Ich spiele nicht weniger aber ich sitze allgemein weniger vor dem PC :-o


----------



## eX2tremiousU (23. Juni 2006)

*AW: Spielen Sie durch die Fußballweltmeisterschaft weniger,mehr oder gleich viel am PC?*

1. WM-Woche: Alle Spiele jeder Mannschaft gesehen, falls zeitlich möglich.
2. WM-Woche: Kauf von Guild Wars Factions. 2 Stunden nach dem Erwerb wurde ich nur durch das Gegröle der Nachbarn daran erinnert, dass wir ja momentan eine WM austragen. Folgend musste ich mich zwingen zumindest die Deutschen Spiele zu gucken.

Weiteres Vorgehen: Das Gucken der Finalspiele erzwingen, um zumindest etwas vom WM-Spirit mit in den Hafen von Seitung zu nehmen.    

Regards, eX!


----------



## Shadow_Man (24. Juni 2006)

*AW: Spielen Sie durch die Fußballweltmeisterschaft weniger,mehr oder gleich viel am PC?*

Also jetzt die ersten 2 Wochen der WM hab ich gar nicht mehr am PC gespielt.


----------



## McDrake (24. Juni 2006)

*AW: Spielen Sie durch die Fußballweltmeisterschaft weniger,mehr oder gleich viel am PC?*



			
				Shadow_Man am 24.06.2006 16:37 schrieb:
			
		

> Also jetzt die ersten 2 Wochen der WM hab ich gar nicht mehr am PC gespielt.

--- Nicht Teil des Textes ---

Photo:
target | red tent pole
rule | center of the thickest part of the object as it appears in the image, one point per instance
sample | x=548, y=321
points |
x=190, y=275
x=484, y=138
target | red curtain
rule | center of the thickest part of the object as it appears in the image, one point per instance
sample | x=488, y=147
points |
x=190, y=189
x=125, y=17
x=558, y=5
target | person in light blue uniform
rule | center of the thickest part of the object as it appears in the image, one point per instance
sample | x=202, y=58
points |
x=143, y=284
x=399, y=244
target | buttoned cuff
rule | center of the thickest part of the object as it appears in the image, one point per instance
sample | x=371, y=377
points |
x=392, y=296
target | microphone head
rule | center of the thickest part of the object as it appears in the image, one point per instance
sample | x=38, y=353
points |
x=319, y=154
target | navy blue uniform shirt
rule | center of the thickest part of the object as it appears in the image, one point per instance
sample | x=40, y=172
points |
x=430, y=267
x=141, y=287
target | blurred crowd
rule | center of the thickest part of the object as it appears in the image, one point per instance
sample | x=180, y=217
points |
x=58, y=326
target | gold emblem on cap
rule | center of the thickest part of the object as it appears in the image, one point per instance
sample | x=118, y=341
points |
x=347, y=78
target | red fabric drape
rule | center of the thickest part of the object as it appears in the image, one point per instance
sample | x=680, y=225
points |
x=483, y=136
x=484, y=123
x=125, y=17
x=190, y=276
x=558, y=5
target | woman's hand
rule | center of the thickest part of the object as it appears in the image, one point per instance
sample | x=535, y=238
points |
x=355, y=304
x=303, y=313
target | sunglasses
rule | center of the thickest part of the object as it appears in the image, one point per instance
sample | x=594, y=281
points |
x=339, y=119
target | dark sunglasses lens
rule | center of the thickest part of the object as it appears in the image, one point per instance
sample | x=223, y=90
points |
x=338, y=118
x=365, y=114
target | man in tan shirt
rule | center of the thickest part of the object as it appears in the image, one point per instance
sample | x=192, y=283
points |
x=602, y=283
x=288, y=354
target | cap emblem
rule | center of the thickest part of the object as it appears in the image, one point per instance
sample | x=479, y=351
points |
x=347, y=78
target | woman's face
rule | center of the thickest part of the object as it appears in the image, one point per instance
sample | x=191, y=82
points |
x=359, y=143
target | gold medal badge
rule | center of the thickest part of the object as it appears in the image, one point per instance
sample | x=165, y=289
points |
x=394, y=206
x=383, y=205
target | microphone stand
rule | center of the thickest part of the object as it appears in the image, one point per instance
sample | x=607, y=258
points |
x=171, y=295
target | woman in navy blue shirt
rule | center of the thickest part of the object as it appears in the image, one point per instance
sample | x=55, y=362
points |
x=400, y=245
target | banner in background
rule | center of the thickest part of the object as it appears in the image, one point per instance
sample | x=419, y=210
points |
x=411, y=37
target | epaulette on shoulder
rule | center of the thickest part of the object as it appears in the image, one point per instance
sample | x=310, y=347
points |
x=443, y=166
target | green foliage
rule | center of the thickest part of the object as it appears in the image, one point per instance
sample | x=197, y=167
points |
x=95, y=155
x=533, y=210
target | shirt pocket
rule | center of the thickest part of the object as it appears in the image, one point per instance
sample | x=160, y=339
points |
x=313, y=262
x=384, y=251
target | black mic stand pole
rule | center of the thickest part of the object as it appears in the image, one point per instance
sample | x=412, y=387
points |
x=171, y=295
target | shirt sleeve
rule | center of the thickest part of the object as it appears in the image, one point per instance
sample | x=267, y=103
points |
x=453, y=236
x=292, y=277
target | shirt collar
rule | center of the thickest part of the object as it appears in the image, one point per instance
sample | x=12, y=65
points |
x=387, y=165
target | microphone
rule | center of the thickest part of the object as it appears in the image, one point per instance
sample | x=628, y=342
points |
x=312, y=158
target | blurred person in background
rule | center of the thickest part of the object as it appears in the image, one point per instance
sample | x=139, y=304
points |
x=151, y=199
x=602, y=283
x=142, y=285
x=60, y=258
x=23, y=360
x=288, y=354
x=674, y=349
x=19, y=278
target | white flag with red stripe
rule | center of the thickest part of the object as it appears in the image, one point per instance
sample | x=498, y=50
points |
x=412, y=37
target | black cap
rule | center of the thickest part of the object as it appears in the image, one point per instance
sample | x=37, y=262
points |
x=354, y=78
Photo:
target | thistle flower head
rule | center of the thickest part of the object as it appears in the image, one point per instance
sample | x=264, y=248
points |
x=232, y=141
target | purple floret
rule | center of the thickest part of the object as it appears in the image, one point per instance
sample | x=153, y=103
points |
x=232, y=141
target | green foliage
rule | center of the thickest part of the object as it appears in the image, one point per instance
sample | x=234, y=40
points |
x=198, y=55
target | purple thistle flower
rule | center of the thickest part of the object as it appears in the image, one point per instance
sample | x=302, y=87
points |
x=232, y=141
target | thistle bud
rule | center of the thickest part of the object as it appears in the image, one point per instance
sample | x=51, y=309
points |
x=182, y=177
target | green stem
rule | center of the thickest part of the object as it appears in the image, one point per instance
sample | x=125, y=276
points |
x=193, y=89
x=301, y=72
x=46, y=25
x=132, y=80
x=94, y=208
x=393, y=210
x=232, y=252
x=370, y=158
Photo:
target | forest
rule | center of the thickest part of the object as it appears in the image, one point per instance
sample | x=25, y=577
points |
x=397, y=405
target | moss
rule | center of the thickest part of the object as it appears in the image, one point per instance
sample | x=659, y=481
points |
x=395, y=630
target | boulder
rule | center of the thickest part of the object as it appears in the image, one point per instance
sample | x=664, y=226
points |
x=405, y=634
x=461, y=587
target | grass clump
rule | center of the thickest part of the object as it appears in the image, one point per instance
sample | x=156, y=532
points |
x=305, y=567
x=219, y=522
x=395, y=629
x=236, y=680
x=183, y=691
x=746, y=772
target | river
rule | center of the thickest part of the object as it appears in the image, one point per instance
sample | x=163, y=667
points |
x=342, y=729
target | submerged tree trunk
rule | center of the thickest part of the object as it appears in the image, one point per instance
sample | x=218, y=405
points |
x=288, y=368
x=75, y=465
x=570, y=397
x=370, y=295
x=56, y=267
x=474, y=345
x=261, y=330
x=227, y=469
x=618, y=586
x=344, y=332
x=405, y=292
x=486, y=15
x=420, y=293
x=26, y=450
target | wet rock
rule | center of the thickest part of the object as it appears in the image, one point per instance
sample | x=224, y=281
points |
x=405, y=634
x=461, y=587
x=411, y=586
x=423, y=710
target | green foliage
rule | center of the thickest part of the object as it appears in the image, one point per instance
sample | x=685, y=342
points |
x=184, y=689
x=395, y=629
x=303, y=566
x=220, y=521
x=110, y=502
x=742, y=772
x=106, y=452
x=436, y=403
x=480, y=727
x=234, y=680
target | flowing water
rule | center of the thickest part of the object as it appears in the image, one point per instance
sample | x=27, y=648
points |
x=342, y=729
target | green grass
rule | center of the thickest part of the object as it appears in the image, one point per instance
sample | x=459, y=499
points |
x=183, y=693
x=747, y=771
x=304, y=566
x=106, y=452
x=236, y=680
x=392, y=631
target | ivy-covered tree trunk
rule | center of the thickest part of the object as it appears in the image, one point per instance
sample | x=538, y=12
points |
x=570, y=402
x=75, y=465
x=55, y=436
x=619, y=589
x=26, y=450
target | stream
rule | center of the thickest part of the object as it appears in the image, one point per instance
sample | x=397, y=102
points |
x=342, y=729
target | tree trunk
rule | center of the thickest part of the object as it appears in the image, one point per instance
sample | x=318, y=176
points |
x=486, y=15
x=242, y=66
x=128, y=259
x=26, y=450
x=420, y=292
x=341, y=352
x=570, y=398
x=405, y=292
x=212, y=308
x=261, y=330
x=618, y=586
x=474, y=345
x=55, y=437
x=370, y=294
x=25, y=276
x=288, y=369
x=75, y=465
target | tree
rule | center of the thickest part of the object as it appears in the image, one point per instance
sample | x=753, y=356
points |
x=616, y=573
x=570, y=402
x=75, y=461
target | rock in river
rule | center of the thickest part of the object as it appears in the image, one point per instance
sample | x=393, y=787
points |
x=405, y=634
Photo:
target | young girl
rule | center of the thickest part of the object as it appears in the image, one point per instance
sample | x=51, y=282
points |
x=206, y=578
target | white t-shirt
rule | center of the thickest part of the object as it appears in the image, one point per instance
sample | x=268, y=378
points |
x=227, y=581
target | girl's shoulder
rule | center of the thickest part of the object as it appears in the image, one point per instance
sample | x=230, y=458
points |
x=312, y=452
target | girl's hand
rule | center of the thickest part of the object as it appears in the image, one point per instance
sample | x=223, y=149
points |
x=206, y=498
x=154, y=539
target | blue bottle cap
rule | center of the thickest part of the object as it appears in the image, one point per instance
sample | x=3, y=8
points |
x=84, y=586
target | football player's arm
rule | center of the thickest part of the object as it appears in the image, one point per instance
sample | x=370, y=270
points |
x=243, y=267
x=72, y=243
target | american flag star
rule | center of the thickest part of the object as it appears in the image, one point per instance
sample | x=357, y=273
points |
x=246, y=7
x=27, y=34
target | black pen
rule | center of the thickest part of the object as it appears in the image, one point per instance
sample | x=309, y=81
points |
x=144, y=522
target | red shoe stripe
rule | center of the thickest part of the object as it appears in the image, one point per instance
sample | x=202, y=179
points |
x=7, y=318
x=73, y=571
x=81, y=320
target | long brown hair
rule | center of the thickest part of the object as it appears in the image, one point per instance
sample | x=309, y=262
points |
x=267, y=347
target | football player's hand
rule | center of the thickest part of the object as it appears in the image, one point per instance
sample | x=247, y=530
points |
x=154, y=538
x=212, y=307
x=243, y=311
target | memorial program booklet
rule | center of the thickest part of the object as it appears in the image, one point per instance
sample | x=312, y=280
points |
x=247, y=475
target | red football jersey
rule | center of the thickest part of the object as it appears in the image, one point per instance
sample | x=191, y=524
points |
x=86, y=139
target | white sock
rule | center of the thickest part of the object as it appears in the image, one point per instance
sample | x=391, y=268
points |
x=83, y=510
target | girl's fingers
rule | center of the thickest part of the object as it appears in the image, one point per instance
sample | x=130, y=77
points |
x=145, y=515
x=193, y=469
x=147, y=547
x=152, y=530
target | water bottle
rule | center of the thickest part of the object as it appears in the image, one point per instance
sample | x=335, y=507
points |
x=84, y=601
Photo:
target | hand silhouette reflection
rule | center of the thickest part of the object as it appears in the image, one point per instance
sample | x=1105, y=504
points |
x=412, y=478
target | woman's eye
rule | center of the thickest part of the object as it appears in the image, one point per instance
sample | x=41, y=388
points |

Na soo derb ist's bei mir nicht.
Immerhin Prey-Demo 30 Minuten gespielt


----------



## MegaBauer (28. Juni 2006)

*AW: Spielen Sie durch die Fußballweltmeisterschaft weniger,mehr oder gleich viel am PC?*

Wenn Fußball kommt, wird nicht gespielt, und sonst hab ich auch keine Zeit. Also spiel ich jetzt fast gar nicht. Nur mappen tu ich noch.


----------



## MICHI123 (29. Juni 2006)

*AW: Spielen Sie durch die Fußballweltmeisterschaft weniger,mehr oder gleich viel am PC?*

ich spiel atm weniger, aber das hängt eher nicht mit der WM zusammen


----------



## jongerg (29. Juni 2006)

*AW: Spielen Sie durch die Fußballweltmeisterschaft weniger,mehr oder gleich viel am PC?*

Ich spiel sowieso schon lange kaum mehr PC. Und in letzter Zeit ists noch weniger. was ich aber eher auf das geile Wetter zurückfuhr. Die WM-Spiele sind mir meistens zu langweilig um sie ansehen zu wollen. Außer Deutschland Spiel natürlich


----------



## elminster (4. Juli 2006)

*AW: Spielen Sie durch die Fußballweltmeisterschaft weniger,mehr oder gleich viel am PC?*



			
				jongerg am 29.06.2006 22:52 schrieb:
			
		

> Ich spiel sowieso schon lange kaum mehr PC. Und in letzter Zeit ists noch weniger. was ich aber eher auf das geile Wetter zurückfuhr.


ja, so ists bei mir auch. etwa seit die wm losging war auch das wetter gut. seitdem hab ich keine minute mehr gespielt. würde ich keien wm schauen (wäre also keine wm), hätt ich das sommerwetter irgendwie anders genutzt aber auch kein pc gespielt.


----------



## SteveatMC (4. Juli 2006)

*AW: Spielen Sie durch die Fußballweltmeisterschaft weniger,mehr oder gleich viel am PC?*



			
				elminster am 04.07.2006 12:28 schrieb:
			
		

> jongerg am 29.06.2006 22:52 schrieb:
> 
> 
> 
> ...



Geht mir genauso, auch wenn ich behaupten könnte, dass mein kaputtes Netzteil mich an mehr PC-Konsum gehindert haben könnte. Ich spiele wirklich seid langem viel weniger und das ist nicht auf einen kaputten Rechner zurückzuführen.


----------



## Stingray75 (4. Juli 2006)

*AW: Spielen Sie durch die Fußballweltmeisterschaft weniger,mehr oder gleich viel am PC?*

Fußball und die Sch...WM sind mir vollkommen egal. Kann hiermit erklären, noch nicht eine Minute der WM gesehen zu haben und das wird auch so bleiben. 

Da meine meisten Freunde absolute Freaks (zumindest während der WM) sind, hab ich abends viel Zeit und kann mehr zocken. Unter Tag eher nicht, denn das schöne Wetter ist ideal dafür geeignet zum Segeln oder Baden zu gehen. 

Ergo: mehr gezockt.


----------